A suicide bomber blew up on a bus in Jerusalem on Thursday, killing at least 10 bystanders and wounding about 30 in an attack outside Prime Minister Ariel Sharon's official residence, police and paramedics said. The prime minister wasn't in the area.

A suicide bomber blew up on a bus in Jerusalem on Thursday, killing at least 10 bystanders and wounding about 30 in an attack outside Prime Minister Ariel Sharon’s official residence, police and paramedics said. The prime minister wasn’t in the area.

There was no immediate claim of responsibility. The explosion coincided with a German-brokered prisoner swap between Israel and the Lebanese guerrilla group Hezbollah. It was not clear whether there was a connection.

The explosion went off just before 9am in the Rehavia district in downtown Jerusalem, just 15 metres from Sharon’s official residence. Sharon was at his farm in southern Israel at the time, his aides said.

Eli Beer, a paramedic, said victims had been scattered over a wide area.
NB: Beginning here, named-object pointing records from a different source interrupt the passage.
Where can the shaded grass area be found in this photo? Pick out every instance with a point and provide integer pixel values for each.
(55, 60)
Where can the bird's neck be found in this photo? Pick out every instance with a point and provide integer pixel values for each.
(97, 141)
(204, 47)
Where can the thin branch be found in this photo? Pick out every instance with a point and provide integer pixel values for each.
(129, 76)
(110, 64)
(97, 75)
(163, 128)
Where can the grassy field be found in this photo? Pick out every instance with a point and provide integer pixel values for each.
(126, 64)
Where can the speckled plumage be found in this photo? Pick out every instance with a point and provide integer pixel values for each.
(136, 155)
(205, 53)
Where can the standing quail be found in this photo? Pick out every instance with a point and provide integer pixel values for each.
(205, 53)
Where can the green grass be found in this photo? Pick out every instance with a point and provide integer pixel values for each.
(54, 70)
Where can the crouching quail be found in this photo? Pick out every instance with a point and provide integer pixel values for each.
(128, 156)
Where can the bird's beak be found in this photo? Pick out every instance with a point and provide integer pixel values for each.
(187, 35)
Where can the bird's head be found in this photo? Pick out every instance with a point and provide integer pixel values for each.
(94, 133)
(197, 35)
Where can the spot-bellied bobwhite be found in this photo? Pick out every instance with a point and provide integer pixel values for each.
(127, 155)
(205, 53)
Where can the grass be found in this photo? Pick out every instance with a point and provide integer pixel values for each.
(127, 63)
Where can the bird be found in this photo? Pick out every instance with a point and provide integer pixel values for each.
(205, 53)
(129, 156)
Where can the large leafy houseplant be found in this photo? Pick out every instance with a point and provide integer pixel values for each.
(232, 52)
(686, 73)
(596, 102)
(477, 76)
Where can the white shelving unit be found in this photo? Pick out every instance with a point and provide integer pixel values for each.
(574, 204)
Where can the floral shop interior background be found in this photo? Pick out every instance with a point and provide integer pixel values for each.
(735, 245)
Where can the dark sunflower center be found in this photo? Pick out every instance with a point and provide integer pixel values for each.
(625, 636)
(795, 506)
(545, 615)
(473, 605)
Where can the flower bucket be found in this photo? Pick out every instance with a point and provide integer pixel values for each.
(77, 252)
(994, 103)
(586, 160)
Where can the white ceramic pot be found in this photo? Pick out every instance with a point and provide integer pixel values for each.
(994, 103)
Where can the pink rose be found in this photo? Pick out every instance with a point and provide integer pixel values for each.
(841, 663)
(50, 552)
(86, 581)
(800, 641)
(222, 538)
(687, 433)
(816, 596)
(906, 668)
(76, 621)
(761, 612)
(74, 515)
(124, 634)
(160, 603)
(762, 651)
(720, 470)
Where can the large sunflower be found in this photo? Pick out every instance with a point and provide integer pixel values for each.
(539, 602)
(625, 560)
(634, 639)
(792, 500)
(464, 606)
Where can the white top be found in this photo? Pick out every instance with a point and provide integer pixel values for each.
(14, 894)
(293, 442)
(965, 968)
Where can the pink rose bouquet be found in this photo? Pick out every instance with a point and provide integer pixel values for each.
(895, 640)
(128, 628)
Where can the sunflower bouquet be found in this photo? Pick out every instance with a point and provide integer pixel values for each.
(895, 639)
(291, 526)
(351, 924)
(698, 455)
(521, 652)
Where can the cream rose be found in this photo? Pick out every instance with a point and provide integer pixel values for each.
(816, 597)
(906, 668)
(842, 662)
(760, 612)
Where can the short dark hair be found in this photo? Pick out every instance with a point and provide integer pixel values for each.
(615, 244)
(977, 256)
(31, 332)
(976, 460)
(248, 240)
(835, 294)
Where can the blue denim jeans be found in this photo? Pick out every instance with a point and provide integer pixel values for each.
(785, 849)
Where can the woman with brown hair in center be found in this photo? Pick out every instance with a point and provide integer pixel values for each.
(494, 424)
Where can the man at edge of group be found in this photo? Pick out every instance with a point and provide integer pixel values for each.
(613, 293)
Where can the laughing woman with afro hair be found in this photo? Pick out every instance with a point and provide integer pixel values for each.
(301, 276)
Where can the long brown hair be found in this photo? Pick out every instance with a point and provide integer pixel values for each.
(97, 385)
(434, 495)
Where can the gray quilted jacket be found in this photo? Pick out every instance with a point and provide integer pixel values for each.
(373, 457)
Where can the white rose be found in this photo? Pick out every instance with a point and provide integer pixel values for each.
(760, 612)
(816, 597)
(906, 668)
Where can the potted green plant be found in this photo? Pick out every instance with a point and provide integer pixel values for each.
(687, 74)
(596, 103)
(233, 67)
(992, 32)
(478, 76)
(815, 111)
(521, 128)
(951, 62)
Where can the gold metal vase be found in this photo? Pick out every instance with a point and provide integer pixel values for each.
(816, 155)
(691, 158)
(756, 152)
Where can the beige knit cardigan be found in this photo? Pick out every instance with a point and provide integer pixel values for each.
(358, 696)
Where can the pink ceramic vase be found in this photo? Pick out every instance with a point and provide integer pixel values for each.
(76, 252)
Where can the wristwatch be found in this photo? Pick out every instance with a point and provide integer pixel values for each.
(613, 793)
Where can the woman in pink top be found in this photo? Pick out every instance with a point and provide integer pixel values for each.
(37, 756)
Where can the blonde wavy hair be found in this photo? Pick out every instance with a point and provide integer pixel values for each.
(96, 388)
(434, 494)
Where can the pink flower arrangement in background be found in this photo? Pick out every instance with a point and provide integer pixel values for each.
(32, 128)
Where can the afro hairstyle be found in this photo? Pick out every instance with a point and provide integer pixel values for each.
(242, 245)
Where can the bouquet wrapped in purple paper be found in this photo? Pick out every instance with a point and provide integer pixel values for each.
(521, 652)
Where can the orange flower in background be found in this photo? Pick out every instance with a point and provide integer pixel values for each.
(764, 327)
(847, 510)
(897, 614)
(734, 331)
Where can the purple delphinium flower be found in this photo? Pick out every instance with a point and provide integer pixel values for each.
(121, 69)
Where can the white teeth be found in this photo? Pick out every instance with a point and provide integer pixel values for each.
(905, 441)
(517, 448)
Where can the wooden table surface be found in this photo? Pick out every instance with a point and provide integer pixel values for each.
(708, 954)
”There were a lot of heavy injuries, a lot of the people who were injured were in bad condition, a lot of people had missing limbs,” he said.

Bret Stephens, editor in chief of the Jerusalem Post, was near the scene at the time of the blast. ”There was glass everywhere, human remains everywhere, shoes, feet, pieces of guts. There were pieces of body everywhere,” he said.

Stephane Ben Shushan, who owns a chocolate store in the upscale neighborhood, said the bus was moving slowly in heavy traffic when the explosion went off. ”It’s a real nightmare, you can smell the blood,” he said.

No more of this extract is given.